Dividing time between parents
The Family Law Act 1975 (Cth) provides for parties to enter into parenting orders. Parenting orders are a written legally binding document issued by the Federal Circuit and Family Court of Australia which provides orders about parenting arrangements that each party must comply with.
How can I obtain a parenting order?
Parenting orders can be obtained either by consent between the parties, where the parties agree on a set of orders, or by a Judge handing down orders where the parties do not agree. Parties that agree to parenting orders are often not required to attend the court in person as the orders can be made in the chambers of the court. The benefit of this is that parties avoid the expense, delay and stress of having to attend the court and move through the court process.
Legal advice should be sought from an experienced family law solicitor before filing any application in court. There are also a number of support groups, including Relationships Australia and Dads in Distress.
What types of issues can a parenting order cover?
A parenting order (sometimes referred to as child custody orders) can cover the issues of parental responsibility (who makes and how they make decisions about the child), who the child lives with, what time the child spends with the parties, how the parties can communicate with each other about the child and other matters that may be relevant to the child.
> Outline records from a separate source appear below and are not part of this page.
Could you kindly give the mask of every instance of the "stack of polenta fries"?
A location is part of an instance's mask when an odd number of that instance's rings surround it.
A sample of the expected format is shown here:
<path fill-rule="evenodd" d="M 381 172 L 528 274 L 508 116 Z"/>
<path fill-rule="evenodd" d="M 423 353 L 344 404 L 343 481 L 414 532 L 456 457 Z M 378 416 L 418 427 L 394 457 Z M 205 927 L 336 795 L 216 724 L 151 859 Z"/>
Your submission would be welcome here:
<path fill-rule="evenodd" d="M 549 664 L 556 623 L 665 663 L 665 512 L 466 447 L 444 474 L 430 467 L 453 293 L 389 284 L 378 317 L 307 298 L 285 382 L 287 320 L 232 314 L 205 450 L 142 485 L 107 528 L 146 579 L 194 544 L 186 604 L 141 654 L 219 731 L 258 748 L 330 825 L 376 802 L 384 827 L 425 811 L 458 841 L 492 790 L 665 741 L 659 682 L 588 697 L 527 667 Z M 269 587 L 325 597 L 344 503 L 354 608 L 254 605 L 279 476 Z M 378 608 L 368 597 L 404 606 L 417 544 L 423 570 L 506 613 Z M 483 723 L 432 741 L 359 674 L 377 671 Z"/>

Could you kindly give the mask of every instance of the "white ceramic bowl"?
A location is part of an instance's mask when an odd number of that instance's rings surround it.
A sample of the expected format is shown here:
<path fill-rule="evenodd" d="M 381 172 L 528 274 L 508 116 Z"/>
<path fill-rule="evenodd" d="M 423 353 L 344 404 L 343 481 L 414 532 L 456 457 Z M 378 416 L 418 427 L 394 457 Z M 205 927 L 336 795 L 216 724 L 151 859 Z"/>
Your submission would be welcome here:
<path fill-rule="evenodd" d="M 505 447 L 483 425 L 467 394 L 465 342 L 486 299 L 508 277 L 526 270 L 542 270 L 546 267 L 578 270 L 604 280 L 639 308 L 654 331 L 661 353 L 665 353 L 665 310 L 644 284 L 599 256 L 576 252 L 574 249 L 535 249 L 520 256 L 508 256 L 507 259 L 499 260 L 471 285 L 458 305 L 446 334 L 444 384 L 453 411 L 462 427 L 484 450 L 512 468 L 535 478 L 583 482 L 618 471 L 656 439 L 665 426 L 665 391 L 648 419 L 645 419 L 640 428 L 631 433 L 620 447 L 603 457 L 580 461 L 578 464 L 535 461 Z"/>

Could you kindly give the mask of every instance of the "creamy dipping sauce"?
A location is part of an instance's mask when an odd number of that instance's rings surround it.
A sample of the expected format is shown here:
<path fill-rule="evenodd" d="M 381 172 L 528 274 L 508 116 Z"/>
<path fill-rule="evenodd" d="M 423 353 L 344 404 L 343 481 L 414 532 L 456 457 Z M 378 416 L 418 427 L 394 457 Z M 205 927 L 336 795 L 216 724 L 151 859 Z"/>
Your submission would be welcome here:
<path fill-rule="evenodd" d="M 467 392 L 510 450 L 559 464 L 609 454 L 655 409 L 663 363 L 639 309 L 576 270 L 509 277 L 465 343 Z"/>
Section 60CA of the Family Law Act 1975 (Cth) provides that the best interests of the child are the paramount consideration when making a parenting order.
Parenting orders may also include ancillary matters, such as preventing children from being removed to overseas jurisdictions. This is done by placing the name of the children onto the Australian Federal Police Airport Watch List.
Can't we just agree informally?
Parenting orders create a legally binding order that parties must adhere to. In circumstances where there are no parenting orders, the Family Law Act 1975 (Cth) presumes that both parents have parental responsibility for the child and thereby both parents hold equal power to make decisions about the child. Thereby a stalemate can easily arise when parents disagree about issues surrounding the child. Children may be unilaterally withheld from the other parent and, in the absence of enforceable orders, there will be no legal recourse to enforce the return of the child, save for commencing litigation. For this reason, we usually advise against reliance on informal agreements such as parenting plans.